In their analysis of data on 53,900 diamonds Sheather and McKean regressed log(price) on several linear predictors. We started our monitoring analysis with a predictor including log(carat), depth, x and y, focusing on the correct transformation of price. We used the monitoring version of the approximate score statistic of Atkinson (1973) for the Box-Cox transformation (Box and Cox 1964) that was introduced by Riani and Atkinson (2000). The plot of statistic value against subset size in the Forward Search is called a “fan plot”.

Fig. 1
figure 1

Diamonds data. Fan plot; forward plot of the score statistic for the Box-Cox family of transformations (\(\lambda = 0\) corresponds to the logarithmic transformation)

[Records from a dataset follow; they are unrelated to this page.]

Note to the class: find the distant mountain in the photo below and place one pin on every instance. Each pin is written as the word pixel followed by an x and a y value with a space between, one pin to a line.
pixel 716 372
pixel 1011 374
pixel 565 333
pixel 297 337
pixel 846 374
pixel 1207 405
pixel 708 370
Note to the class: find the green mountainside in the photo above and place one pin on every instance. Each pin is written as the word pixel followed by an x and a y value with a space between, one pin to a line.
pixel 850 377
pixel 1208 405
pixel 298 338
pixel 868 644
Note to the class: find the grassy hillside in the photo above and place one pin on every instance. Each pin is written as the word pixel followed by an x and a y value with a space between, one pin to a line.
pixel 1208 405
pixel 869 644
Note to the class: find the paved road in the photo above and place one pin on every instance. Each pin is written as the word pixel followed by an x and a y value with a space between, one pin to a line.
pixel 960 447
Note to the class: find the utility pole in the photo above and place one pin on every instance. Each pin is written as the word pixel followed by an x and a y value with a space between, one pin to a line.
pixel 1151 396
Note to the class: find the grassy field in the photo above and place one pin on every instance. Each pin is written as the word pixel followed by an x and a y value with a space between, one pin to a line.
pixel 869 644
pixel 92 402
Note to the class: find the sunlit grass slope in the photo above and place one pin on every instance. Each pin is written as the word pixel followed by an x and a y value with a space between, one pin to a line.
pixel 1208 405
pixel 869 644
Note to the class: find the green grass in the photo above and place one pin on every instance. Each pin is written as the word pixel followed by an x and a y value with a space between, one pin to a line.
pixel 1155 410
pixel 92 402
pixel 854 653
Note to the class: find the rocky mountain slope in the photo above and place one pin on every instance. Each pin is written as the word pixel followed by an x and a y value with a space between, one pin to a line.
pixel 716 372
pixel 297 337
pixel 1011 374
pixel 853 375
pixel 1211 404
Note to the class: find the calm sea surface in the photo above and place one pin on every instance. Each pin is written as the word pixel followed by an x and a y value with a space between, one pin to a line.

The score statistic has, approximately, a standard normal distribution. Figure 1 shows the forward plots of the statistics for five values of the transformation parameter \(\lambda \): \(-0.1, -0.05, 0\) (the log transformation) 0.05 and 0.1. The vertical scale of the figure goes from \(-65\) to 35. The value of the statistic for \(\lambda = -0.05\) is inside the 99% limits for the normal distribution at the end of the search, but lies outside from around \(m =\) 30,000 to almost the end. The value for the log transformation is outside both at the end and for much of the search. Only for \(\lambda = 0.1\) is the value inside for most of the search, until \(m =\) 48,000. It is clear from this analysis that either the Box-Cox transformation is not appropriate or that there is a more complicated structure in the data. The break that is clear at around \(m =\) 28,000 in Sheather and McKean’s Figure 2 shows slightly in our plot at values around this range, with some variation as a function of \(\lambda \).

This analysis shows the information that can be gained by monitoring a different aspect of robust data analysis from those considered elsewhere in our paper and its discussion. Another interesting area that we feel will benefit from monitoring is the robust analysis of spatial data (Cerioli and Riani 2003; Filzmoser et al. 2014).

Todorov addresses some tricky computational issues, from the point of view of a potential user of monitoring tools on complex real-world problems (see also the discussion by Raymaekers, Rousseeuw and Vranckx): a recent extension to programs available in fsdaR is to robust clustering in the spirit of García-Escudero, Gordaliza, Matrán and Mayo-Iscar.

We appreciate the extension of monitoring to the analysis of compositional data, a topic which is far from our current research interests, but which is central to many applications. Again this reinforces the idea that monitoring is a general principle that could be applied to very diverse methodologies according to specific research and application interests.